AlphaFold2
DeepMind's AlphaFold2 is available on the IFB cluster from the command line by loading either:
- the
alphafold/2.3.2
module for the DeepMind's version - the
massivefold/1.0.0
module for an extended version of AlphaFold with more flags, that allows extensive sampling, and use of all versions of neural network models. More details here: https://github.com/GBLille/MassiveFold.

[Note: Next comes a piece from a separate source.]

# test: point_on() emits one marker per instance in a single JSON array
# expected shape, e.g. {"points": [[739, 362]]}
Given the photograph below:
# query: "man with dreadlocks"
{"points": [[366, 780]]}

AlphaFold can also be used on usegalaxy.fr.
It requires GPU to run its prediction algorithm, which means you have to request access to GPU nodes.
Databases used by AlphaFold are made available on every GPU nodes in /shared/bank/alphafold2
. Several versions
are installed there. The last version of the databases is the current.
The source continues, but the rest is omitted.